Redaktor to dopiero jest kibic! Poznaj nas na profilu Facebook/Sportpl ?
"Dziś wszyscy jesteśmy Hirscherami" - krzyczy nagłówek dziennika "Osterreich", z którego pierwszej strony uśmiecha się szeroko bohater Schladming i całej Austrii. Hirscher jest zresztą w Schladming wszechobecny - na słupach ogłoszeniowych, na bilboardach reklamowych, na koszulkach licznie zgromadzonych nastoletnich fanek świeżo upieczonego zdobywcy Pucharu Świata.
- Narciarstwo alpejskie zawsze będzie w Austrii bardziej popularne niż np. skoki, czy jakikolwiek inny sport zimowy - ocenia ekspert Eurosportu Marcin Szafrański - Tutaj już panuje prawdziwa Hirscheromania, a jeśli Marcel wygra, Austria oszaleje - oceniał jeszcze przed drugim przejazdem Hirschera.
W dniu zawodów niewielkie Schladming jest całkowicie wyludnione - wszyscy mieszkańcy i kilkadziesiąt tysięcy kibiców gromadzi się pod trasą narciarską Planai gdzie odbywa się rywalizacja najlepszych alpejczyków świata. Sprawdzam prawdziwość tezy Szafrańskiego pytając dwóch rosłych kibicówz austriackimi flagami wymalowanymi na twarzach: "Alpejskie czy skoki? Hirscher czy Morgenstern?" - Być może jakieś młode dziewczęta powiedzą ci, że skoki, ale prawdziwi mężczyźni zawsze będą się emocjonować jedynym słusznym zimowym sportem: narciarstwem alpejskiem.
Pytam więc młodych dziewcząt: "Hirscher czy Schlierenzauer?"
- Hiiiirscher - piszczą, i zapewniają, że choć popularność skoków i narciarstwa alepjskiego jest w całej Austrii porównywalna, to tu, w Styrii, Hirscher jest absolutnym bohaterem.

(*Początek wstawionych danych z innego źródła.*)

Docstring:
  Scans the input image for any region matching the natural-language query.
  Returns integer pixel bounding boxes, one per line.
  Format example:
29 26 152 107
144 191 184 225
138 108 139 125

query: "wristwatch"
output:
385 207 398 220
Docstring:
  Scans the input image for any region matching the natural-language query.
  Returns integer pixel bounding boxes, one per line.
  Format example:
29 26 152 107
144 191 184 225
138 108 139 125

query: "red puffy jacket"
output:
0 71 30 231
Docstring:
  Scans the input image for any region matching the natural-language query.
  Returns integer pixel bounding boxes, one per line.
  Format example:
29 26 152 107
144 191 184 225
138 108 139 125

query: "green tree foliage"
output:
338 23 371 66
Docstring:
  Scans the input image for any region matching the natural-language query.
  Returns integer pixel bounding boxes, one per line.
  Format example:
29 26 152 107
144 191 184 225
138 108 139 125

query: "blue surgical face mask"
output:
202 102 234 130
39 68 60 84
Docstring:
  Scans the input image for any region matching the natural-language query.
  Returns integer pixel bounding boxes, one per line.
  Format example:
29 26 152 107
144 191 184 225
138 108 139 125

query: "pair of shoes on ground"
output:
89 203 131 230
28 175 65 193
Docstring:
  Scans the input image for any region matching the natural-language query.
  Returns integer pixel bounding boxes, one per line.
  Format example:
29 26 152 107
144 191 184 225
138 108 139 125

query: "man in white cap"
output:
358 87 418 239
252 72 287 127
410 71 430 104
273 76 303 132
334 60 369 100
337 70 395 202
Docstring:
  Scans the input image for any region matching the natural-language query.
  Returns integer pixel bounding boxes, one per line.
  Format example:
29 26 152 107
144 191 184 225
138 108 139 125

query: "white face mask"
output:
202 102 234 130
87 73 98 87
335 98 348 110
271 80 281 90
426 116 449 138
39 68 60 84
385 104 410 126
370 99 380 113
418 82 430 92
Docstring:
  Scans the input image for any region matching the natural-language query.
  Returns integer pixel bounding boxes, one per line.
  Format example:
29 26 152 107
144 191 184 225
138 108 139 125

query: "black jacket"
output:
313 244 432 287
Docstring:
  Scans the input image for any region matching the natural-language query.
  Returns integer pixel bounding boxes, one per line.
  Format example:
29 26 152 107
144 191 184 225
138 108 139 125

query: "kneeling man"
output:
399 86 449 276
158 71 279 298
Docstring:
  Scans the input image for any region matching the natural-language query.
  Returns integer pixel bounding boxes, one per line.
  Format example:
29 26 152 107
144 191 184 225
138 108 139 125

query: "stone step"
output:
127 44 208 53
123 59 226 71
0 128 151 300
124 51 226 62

Teraz jego popularność jeszcze wzrośnie. Po pierwszym przejeździe Hirscher tracił 0,22 do lidera - innego Austriaka Hannesa Reichelta. Pomogli mu rywale - Ligety stracił równowagę (i szansę na trzecią z rzędu, a piątą w dorobku Małą Krzyształową Kulę), a Feuz pojechał pierwszy przejazd zeupełnie bez błysku. W drugim przejeździe rywale znów jakby nie chcieli zespuść święta Austriakom - Ligety i Feuz pojechali przeciętnie, Pinterault był od Hirschera gorszy o 0,75 setnych sekundy. Faworyt publiczności jechał więc jako przedostatni, przy ogłuszającym ryku kibiców. Wytrzymał presję i pojechał świetnie. Wszyscy wstrzymali więc oddech jeszcze na chwilę, gdy na trasę wyjechał inny z Austriaków - lider po pierwszym przejeździe Hannes Reichelt mógł jeszcze opóźnić triumf swojego rodaka w klasyfikacji generalnej. Nie opóźnił, choć bardzo się starał - gorszy od Hirschera był zaledwie o 0,19 sekundy.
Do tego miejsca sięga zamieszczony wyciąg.